I leaned out the window, taking out the closest beasts I could get a clear shot at. Foster had run over so many, the windshield was covered in a mess of blood and gore the wipers couldn’t clear, and bits of fur and bone and other body parts were stuck in the welds of the van
. I was amazed the van was still going, but the way it was constructed kept the most vulnerable parts of the vehicle out of the ferals’ reach.
The engines were coming closer, though I didn’t know how adding more vehicles, which would draw more ferals, was any kind of a good idea.
My gun was out of bullets, so I grabbed the splitting maul. It was weighted, but I braced one knee against the seat of my chair and one foot on the floor, and stuck it out the window.
The speed of the car meant that when my maul hit a feral, it was a hell of a jolt, both for my arms and for the unlucky beast.
But I was strong.
And angry.
The ax cut down several ferals until it buried so deep into one of the articulated, giant-bear ferals that I lost my grip and it was ripped out of my hand.
“So, these maybe-friends of yours?” I said as I rapidly rolled up the window. “Any idea when they’re going to get here?”
“Next bend.”
He sounded really sure about that.
“Are you sure about that?” I picked up the flamethrower and grabbed for the coil lighter out of the dashboard so I could light the damn thing.
“Yes.”
“Why?” I rolled the window down and sent a blast of flame out, then caught a back draft of gas and burnt fur that set me coughing.
Worth it.
“That’s where the world always ends,” he said.
Right.
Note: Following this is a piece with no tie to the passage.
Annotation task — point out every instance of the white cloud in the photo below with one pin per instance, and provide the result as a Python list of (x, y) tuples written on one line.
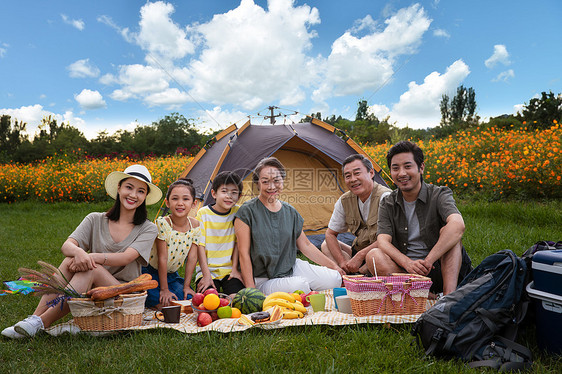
[(219, 119), (125, 33), (138, 81), (32, 115), (359, 64), (504, 76), (441, 33), (379, 111), (83, 69), (172, 98), (419, 106), (366, 23), (159, 35), (252, 56), (89, 99), (77, 23), (108, 79), (500, 56)]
I’d somehow forgotten that Foster was just as mad-bat crazy as Abraham. I didn’t know why I thought he’d want to make sense at a time like this.
Then we turned the corner.
“Foster,” I said, frantically rolling up the window again.
“Yes?”
“What is that?”
“What?”
“All the nothing out there?”
“The end of the world.”
And it might sound cheesy, but that was when the clouds broke enough that between the pale silver glow of the moon and the light of Abraham’s flamethrower, I could see the vast nothing that we were driving perilously along the edge of.